We have previously covered NUUO security cameras vulnerabilities, this time critical API flaws have been reported in Guardzilla cameras. Bitdefender Labs reported multiple issues including:

  • Hardcoded credentials for cloud APIs,
  • Sequential IDs used for user-level authentication (so you can iterate over the user IDs and get information on all cameras belonging to each user including credentials for direct camera access),
  • Out of bound writes that lead to remote code execution.

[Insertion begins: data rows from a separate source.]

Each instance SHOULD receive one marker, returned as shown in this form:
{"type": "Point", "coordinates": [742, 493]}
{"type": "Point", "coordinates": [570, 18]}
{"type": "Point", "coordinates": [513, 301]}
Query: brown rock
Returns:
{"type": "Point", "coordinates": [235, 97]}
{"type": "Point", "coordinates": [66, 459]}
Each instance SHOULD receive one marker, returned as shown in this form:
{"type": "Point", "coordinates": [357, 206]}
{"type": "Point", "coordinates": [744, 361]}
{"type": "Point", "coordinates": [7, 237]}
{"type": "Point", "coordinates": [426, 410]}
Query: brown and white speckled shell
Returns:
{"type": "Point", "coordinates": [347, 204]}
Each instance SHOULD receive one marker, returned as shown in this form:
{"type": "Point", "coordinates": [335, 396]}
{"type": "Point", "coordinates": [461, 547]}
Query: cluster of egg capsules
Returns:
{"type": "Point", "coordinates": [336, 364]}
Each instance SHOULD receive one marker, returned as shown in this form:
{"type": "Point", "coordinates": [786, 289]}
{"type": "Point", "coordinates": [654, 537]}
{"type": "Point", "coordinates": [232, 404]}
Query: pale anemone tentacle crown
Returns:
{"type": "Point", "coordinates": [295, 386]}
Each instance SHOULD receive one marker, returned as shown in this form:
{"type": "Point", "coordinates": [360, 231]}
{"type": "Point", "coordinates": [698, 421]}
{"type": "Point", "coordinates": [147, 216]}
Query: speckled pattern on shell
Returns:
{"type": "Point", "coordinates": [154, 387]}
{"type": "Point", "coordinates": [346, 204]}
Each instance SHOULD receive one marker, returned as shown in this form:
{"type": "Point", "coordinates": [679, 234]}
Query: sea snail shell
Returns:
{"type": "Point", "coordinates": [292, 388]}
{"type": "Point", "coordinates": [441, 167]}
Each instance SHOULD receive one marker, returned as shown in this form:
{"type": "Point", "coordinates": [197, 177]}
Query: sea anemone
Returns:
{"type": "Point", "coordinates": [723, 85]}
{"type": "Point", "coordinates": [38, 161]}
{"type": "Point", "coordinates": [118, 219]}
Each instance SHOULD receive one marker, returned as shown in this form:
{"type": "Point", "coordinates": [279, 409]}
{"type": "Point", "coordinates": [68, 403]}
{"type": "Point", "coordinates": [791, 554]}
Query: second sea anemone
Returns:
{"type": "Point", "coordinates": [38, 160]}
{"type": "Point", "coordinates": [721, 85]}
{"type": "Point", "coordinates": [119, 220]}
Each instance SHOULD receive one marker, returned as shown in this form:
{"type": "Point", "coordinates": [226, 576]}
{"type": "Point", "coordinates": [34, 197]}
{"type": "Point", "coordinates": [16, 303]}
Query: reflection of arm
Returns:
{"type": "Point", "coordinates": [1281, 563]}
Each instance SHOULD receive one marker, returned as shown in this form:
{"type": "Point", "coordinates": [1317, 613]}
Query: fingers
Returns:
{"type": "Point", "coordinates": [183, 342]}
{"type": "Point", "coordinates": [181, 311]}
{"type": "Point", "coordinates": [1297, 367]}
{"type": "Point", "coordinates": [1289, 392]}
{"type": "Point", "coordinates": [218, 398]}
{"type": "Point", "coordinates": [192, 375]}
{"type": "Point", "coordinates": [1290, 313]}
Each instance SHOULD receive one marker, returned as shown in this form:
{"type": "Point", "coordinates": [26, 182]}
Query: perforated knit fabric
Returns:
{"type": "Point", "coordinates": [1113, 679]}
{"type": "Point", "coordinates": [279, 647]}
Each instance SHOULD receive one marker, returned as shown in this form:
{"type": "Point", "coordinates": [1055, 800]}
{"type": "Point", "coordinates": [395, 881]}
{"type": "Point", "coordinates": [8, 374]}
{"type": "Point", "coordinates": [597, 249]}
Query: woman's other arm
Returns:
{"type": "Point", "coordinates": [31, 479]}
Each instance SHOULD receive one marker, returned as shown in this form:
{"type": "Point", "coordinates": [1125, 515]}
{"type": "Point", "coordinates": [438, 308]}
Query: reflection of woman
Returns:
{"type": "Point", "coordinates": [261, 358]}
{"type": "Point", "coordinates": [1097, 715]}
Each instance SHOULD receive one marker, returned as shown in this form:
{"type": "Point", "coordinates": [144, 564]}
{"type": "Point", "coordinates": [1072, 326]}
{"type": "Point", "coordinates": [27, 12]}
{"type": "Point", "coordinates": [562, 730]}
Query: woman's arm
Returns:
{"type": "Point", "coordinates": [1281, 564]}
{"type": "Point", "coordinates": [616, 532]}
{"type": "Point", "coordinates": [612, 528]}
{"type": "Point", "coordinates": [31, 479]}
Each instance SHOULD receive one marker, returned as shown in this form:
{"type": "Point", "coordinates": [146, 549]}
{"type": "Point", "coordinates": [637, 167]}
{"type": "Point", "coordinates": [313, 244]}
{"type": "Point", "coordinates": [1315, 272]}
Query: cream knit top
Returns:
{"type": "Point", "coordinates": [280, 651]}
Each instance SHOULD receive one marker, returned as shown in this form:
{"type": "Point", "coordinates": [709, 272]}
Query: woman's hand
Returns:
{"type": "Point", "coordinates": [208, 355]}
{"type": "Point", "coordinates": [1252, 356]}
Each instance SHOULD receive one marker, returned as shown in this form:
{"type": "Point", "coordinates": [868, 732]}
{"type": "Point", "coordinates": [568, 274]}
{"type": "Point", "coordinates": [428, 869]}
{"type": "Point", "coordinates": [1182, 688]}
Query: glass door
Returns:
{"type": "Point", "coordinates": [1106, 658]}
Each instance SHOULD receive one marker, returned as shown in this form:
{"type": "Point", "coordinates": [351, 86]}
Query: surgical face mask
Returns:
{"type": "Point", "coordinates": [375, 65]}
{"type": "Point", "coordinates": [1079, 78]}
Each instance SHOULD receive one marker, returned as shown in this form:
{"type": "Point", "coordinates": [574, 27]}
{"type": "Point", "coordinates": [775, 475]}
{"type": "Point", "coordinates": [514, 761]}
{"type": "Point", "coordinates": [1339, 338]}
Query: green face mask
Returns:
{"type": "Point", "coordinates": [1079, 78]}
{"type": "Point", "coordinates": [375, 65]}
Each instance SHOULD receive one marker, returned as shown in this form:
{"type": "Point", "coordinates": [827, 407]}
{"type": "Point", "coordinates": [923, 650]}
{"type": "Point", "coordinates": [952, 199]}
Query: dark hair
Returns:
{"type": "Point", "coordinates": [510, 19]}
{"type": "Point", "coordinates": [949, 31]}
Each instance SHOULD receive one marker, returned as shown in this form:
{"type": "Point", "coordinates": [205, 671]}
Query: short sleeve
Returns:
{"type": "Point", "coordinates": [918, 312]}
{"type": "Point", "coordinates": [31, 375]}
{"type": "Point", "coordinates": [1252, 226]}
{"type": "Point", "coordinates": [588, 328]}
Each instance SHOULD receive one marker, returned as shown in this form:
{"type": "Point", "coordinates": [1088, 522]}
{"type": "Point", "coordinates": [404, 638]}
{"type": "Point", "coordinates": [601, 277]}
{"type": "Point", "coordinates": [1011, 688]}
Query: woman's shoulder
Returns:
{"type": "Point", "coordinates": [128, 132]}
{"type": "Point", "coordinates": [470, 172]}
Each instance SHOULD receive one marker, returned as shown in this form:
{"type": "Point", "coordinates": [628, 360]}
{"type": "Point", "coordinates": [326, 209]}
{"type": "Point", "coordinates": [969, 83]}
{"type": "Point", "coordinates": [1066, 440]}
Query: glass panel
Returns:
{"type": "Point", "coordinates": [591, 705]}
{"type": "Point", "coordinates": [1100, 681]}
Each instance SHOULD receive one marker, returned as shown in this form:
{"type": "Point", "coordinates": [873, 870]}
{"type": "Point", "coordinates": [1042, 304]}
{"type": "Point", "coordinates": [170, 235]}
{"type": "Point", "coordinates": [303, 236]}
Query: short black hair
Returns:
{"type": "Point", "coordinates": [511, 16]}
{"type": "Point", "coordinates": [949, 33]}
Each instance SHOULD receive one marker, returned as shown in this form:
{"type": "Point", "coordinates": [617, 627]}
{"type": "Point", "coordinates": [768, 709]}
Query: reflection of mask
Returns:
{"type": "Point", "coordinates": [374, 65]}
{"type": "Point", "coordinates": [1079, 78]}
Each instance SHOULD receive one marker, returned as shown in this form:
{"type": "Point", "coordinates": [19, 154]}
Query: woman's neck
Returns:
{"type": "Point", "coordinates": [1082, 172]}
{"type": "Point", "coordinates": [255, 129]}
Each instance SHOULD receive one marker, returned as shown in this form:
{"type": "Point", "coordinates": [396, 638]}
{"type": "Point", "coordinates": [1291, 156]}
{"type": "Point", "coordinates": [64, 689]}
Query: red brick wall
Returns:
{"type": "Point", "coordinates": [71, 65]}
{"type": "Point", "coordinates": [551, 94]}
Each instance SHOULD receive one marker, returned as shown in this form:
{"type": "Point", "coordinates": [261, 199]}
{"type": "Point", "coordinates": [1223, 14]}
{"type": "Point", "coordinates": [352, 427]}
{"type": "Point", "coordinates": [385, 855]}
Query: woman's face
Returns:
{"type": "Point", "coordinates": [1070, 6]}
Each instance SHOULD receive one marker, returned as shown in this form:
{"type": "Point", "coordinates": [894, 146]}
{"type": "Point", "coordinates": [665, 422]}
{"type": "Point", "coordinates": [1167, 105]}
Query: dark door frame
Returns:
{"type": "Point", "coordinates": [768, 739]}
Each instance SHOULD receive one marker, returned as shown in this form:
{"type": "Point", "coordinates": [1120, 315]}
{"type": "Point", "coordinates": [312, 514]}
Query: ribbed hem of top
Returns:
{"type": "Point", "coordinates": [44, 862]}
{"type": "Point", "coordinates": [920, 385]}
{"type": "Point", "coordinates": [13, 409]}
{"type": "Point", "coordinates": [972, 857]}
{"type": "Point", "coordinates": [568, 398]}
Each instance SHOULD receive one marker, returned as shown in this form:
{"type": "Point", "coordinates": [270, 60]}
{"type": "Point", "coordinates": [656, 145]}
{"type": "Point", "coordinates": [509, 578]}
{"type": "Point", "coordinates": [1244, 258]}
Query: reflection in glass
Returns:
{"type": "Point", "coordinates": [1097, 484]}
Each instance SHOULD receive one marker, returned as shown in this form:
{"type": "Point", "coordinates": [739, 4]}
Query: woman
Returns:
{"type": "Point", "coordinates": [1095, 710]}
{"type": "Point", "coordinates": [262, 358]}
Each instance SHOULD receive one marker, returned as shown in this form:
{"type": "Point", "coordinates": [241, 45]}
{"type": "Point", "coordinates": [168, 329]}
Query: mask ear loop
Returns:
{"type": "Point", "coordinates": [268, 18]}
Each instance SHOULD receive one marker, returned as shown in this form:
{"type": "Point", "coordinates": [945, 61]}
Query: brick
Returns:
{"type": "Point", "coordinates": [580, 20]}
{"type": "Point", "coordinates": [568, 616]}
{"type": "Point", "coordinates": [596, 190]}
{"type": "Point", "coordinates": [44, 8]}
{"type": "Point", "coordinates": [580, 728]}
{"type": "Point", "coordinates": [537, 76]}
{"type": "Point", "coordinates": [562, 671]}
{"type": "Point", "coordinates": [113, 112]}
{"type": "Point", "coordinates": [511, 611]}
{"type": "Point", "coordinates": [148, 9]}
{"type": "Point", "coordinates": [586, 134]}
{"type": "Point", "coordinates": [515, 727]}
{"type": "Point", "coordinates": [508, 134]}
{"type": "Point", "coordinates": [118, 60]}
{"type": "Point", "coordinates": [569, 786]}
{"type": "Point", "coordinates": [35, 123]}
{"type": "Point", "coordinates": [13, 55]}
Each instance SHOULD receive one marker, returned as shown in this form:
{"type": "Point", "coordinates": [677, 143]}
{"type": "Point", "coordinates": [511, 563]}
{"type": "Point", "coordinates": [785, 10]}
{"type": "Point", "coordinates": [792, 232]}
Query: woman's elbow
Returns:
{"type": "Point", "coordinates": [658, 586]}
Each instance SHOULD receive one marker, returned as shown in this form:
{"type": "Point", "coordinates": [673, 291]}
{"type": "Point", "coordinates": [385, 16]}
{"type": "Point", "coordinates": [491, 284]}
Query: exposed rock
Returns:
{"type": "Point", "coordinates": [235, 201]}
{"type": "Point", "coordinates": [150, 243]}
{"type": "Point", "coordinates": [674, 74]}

Looks like the company did not get back to the researches in time and vulnerability information got out in the wild.

Conference Talks

API Security Workshop slides from APIdays, Parisย have been published by the speaker, Isabelle Mauny from 42Crunch:

  • How OWASP applies to APIs,
  • Real-life stories of API breaches,
  • API security categorization,
  • Input validation and sanitization,
  • OAuth tips and best practices,
  • JWT validation,
  • Locating vulnerabilities.

A fascinating RSA Conference IoT security talk by Charles Henderson from IBM’s X-Force Red team had some fascinating API-related nuggets: in one real-life example, car manufactures tried to improve physical security of their customers by limiting geolocation range of for vehicle API to 1 km. However, they simply trusted their mobile app invoking the API to report the location of the invoker correctly and didn’t have any additional security on the API side. As result, the attacker could just keep calling the API enumerating locations and quickly covering significant areas.

Best Practices

John Hawkins (CTO at Lightwell) published an overview of the most common API security mechanisms including:

  • access control,
  • WAF,
  • rate limiting,
  • network authentication and encryption,
  • protection from DDoS / microservice / application level attacks,
  • API design,
  • security testing,
  • monitoring.

Regulation

Samir Jain & Lisa Ropple argue in Harvard Business Review that instead of punishing companies for security breaches, governments should provide common standards and assistance. Right now physical and digital world have vastly different expectations. In the physical world, if a bank gets robbed police steps in and goes after the criminals. In the digital world, there is somehow expectation that any company is supposed to be able to withstand any attacks including those from nation states.

Opinions

API security write-up by Taylor Armerding at Synopsys:

  • Organizations manage on average 363 APIs, 69% of which are public.
  • These APIs increasingly become the main vector of attack.
  • The solution is to move API security to design and development phase, and apply existing and new API security technology.